Of course I'm human. I work in an area -- primarily "academic" computer science -- where there seem to bunches of really smart and amazing people. I'm sure I'll always have occasional thoughts like, "I wish I was as smart/creative/talented/successful as X, Y, or Z." It's hard not to, with so may smart/creative/talented/successful people around. I'm no psychologist, but my take is that in small doses, that inner competitiveness can probably be a good spur to good work. In large doses, probably not. If you're asking advice, I'd suggest trying to figure out how much stress and status anxiety for you personally is "healthy". As I've aged, I like to think I'm doing better at that.

Glenn Ellison said...

Glad to see people found the paper.

On the question raised by @Anon1: I ran the regression in Table 2 this morning adding a "Female" variable. The estimated coefficient says that female faculty tend to have H(30,1) indexes about 12% below those of their male colleagues. (The standard error is 5.6% so this is not highly precise/significant.)
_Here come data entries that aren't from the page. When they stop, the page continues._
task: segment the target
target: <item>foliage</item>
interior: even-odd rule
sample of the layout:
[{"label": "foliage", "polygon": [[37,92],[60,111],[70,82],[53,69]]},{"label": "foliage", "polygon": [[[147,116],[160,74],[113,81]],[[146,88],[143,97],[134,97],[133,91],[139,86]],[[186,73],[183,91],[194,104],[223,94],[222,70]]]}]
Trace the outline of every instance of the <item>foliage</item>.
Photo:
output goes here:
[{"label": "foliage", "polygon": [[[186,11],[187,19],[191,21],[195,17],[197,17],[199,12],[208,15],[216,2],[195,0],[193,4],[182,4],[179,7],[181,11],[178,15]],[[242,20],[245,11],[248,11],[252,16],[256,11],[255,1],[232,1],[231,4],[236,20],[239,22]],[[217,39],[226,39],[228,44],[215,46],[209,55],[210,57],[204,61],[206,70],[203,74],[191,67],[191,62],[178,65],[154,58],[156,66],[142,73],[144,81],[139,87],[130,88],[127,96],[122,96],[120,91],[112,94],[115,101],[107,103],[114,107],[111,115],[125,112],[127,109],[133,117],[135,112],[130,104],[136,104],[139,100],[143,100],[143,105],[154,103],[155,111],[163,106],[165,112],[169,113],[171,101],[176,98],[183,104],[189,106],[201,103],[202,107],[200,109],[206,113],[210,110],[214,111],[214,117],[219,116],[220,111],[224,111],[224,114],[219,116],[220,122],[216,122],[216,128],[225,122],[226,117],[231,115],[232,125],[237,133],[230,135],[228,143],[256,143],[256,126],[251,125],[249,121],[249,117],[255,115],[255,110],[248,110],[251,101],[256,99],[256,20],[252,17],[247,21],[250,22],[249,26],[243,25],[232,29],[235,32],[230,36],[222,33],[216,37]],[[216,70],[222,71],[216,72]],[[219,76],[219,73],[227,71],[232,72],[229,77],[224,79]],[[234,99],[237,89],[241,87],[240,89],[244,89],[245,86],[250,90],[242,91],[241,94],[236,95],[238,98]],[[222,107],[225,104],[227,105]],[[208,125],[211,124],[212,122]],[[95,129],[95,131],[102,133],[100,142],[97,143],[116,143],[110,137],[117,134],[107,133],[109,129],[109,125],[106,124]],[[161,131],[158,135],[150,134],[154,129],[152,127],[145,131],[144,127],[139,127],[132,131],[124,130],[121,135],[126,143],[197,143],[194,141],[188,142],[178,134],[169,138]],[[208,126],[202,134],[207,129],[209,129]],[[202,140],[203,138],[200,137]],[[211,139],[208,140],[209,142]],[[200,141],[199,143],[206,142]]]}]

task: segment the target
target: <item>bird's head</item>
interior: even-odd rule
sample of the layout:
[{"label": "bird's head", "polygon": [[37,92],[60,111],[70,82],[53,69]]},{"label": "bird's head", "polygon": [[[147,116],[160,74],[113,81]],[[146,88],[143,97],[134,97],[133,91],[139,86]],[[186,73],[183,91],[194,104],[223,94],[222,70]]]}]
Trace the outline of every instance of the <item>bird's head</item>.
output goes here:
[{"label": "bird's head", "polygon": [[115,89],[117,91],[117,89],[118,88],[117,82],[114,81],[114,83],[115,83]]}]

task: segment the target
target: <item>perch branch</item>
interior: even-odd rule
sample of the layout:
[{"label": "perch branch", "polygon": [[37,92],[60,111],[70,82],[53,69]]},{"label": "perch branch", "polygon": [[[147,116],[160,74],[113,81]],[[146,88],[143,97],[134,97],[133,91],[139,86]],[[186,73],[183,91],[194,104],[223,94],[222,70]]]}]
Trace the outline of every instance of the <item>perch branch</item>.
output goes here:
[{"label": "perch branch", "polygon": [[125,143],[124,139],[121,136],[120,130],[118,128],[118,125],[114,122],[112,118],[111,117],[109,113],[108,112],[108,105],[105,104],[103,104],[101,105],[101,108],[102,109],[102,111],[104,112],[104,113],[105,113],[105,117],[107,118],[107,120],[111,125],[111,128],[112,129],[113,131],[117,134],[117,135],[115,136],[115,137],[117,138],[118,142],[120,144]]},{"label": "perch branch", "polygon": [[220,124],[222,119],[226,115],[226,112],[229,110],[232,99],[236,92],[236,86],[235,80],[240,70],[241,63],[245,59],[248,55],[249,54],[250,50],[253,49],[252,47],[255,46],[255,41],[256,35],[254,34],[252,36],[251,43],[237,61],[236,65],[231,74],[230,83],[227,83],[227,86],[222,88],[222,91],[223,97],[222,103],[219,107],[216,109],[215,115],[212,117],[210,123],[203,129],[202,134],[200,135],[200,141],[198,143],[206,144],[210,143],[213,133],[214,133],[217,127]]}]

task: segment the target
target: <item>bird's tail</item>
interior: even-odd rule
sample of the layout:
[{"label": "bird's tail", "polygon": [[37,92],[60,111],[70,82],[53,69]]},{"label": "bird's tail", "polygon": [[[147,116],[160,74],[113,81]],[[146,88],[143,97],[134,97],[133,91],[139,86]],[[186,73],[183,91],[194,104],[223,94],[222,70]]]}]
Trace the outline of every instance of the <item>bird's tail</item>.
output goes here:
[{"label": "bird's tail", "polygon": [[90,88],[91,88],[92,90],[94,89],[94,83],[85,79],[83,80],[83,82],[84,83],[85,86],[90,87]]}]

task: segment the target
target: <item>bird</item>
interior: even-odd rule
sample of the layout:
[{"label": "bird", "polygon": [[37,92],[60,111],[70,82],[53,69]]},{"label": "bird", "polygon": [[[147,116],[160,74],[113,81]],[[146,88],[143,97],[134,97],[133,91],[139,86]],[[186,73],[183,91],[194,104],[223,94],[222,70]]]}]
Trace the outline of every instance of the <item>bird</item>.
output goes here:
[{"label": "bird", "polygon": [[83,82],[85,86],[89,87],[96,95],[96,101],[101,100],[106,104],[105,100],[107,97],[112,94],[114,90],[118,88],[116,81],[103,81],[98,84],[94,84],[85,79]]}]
This does suggest that one would need to apply a 12% correction factor to the indexes of female faculty if one didn't want to worsen underrepresentation.

To be clear, this type of analysis can't say why female faculty end up with fewer citations than their male colleagues -- just like it can't say why the theorists in a given department tend to have fewer citations than those working in security -- all it can say is what correction factor you'd need to apply if you wanted to maintain the status quo distribution of faculty across fields/genders.